Frequently Asked Questions
Important: Do Not Run Interactive IDEs on Login Nodes
Do not run interactive coding editors or AI agents (VSCode, Cursor, Claude, etc.) on the login nodes. These tools consume excessive resources and can cause the cluster to become unusable for all users. Automated scripts are actively running to kill these processes.
For interactive development, allocate a compute node and connect your IDE to it. See: Interactive Coding & IDEs
Monitoring & Managing Your Jobs
How do I check if my job is running?
Use squeue to view your running and queued jobs:
squeue -u $USER
For more detailed information about a specific job:
squeue -j <job_id>
How do I cancel a job?
Use scancel to terminate a running or queued job:
scancel <job_id>
To cancel all of your jobs:
scancel -u $USER
How do I monitor my job’s resource usage?
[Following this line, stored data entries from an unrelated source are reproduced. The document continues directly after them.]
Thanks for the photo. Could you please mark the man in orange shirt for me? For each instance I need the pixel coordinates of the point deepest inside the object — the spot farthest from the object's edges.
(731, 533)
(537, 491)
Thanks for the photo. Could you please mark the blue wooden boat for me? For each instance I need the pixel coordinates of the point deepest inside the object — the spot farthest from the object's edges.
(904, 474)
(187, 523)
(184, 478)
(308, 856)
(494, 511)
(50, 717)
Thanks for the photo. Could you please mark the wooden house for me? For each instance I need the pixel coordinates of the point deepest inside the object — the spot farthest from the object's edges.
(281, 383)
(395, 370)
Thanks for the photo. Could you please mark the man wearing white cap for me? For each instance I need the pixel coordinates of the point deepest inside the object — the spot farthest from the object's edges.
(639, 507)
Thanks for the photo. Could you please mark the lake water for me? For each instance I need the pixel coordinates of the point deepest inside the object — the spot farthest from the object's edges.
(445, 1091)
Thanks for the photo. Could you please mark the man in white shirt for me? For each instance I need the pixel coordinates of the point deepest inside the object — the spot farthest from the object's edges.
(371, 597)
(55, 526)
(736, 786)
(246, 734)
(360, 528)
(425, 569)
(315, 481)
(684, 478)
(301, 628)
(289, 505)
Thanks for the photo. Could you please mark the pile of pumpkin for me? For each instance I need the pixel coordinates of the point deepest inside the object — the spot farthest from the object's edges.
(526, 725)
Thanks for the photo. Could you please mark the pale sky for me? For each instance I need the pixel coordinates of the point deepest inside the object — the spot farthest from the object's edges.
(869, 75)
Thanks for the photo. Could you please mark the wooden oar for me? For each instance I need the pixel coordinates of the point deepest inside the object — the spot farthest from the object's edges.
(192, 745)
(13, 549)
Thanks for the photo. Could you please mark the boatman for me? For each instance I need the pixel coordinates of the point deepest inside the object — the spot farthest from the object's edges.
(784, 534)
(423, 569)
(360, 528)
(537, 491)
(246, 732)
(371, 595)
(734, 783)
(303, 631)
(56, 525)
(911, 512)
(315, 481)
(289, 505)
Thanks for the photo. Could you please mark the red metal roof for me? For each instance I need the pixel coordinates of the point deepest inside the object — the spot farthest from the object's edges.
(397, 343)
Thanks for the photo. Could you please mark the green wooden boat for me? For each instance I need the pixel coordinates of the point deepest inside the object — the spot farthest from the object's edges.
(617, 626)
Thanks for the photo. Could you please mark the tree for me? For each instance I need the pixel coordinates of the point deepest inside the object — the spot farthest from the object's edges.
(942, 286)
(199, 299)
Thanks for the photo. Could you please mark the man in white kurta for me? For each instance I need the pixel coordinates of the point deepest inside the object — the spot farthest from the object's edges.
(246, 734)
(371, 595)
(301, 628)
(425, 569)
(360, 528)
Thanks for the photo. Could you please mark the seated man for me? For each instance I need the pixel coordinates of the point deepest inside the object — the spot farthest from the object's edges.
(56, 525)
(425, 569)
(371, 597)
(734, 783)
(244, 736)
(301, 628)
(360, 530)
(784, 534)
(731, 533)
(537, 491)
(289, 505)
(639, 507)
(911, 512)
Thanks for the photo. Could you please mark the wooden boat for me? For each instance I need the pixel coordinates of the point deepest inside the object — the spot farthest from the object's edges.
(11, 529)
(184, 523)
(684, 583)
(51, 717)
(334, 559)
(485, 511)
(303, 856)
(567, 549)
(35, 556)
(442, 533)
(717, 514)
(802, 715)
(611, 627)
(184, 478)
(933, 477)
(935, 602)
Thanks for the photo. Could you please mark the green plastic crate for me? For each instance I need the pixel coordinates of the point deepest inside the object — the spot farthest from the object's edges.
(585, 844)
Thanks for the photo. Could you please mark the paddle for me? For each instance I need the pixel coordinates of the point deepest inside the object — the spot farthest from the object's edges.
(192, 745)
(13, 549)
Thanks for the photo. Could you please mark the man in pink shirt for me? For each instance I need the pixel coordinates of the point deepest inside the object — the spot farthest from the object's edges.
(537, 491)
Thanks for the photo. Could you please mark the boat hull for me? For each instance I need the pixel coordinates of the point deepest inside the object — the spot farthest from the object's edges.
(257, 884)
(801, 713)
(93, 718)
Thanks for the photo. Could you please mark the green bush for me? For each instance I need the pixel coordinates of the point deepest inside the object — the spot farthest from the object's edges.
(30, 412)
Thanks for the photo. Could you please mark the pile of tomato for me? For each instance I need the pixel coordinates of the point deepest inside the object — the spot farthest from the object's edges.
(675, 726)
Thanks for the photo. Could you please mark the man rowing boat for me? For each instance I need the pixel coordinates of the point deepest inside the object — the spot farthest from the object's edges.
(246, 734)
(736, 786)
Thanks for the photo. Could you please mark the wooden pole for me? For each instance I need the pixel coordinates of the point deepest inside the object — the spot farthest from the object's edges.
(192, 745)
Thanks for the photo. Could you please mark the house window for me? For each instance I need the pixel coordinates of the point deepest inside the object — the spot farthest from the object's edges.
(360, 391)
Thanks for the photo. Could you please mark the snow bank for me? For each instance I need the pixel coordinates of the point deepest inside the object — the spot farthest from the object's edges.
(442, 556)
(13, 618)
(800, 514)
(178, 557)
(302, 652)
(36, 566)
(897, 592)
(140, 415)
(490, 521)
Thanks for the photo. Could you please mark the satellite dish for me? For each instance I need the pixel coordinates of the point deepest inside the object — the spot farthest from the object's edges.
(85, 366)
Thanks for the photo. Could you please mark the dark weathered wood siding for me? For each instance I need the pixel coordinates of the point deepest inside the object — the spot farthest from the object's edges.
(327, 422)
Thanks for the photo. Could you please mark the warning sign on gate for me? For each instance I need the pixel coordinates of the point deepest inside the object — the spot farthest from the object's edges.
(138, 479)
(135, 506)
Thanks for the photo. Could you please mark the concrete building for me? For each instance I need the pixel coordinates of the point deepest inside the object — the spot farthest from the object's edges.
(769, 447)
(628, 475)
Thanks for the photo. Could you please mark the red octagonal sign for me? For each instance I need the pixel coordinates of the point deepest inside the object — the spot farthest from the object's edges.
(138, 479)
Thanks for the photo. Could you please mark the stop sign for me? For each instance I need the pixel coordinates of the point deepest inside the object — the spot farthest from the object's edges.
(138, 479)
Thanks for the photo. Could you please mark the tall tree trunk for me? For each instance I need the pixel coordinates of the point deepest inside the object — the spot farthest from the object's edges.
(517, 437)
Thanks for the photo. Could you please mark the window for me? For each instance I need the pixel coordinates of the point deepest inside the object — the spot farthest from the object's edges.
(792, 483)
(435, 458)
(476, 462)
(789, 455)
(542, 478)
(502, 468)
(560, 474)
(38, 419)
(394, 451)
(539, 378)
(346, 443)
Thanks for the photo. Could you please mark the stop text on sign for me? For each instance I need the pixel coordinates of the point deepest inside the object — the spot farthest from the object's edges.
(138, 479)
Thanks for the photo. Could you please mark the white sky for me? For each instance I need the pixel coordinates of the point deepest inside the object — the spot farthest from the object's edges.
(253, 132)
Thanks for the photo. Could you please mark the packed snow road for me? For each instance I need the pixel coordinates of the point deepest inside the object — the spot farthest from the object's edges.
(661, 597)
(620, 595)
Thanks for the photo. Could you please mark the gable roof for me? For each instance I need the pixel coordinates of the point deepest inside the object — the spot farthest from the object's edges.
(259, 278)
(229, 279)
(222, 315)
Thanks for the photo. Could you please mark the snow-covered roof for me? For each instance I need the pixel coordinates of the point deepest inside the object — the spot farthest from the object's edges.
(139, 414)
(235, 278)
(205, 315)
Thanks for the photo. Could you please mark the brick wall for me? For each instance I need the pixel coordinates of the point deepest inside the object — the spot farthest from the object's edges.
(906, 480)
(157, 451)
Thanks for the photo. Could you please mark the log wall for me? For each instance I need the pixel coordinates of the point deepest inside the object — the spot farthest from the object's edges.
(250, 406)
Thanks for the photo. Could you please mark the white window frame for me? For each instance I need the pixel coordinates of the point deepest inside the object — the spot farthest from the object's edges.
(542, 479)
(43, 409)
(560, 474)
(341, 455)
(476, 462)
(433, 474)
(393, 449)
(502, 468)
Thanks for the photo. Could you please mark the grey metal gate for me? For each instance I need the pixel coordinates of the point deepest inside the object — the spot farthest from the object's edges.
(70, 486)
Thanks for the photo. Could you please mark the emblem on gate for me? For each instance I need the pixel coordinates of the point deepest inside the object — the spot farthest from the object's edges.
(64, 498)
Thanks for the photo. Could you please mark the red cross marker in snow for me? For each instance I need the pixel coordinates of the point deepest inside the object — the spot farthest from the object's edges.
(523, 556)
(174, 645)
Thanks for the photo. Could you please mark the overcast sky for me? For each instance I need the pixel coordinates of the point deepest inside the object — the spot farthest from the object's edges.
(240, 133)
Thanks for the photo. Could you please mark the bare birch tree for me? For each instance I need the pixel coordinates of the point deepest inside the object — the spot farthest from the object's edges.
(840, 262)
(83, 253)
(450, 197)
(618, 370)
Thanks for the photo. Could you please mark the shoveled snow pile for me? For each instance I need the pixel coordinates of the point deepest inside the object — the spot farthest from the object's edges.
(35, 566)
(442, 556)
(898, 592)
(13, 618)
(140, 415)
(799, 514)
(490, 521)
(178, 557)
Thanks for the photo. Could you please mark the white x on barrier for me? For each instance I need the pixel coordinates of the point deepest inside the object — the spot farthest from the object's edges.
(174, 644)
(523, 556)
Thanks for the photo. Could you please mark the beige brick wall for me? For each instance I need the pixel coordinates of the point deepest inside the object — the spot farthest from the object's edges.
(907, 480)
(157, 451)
Use sacct to check resource consumption of completed jobs:
sacct -j <job_id> --format=JobID,JobName,MaxRSS,Elapsed,State
For real-time monitoring while a job is running, SSH into the compute node and use top or nvidia-smi for GPU usage.
How do I check available GPUs on the cluster?
Use sinfo to see available nodes and resources:
sinfo -p <partition_name> --format="%20N %10c %10m %20G %5t"
Or check GPU availability with:
sinfo --format="%20N %10G"
What’s the difference between sbatch and srun?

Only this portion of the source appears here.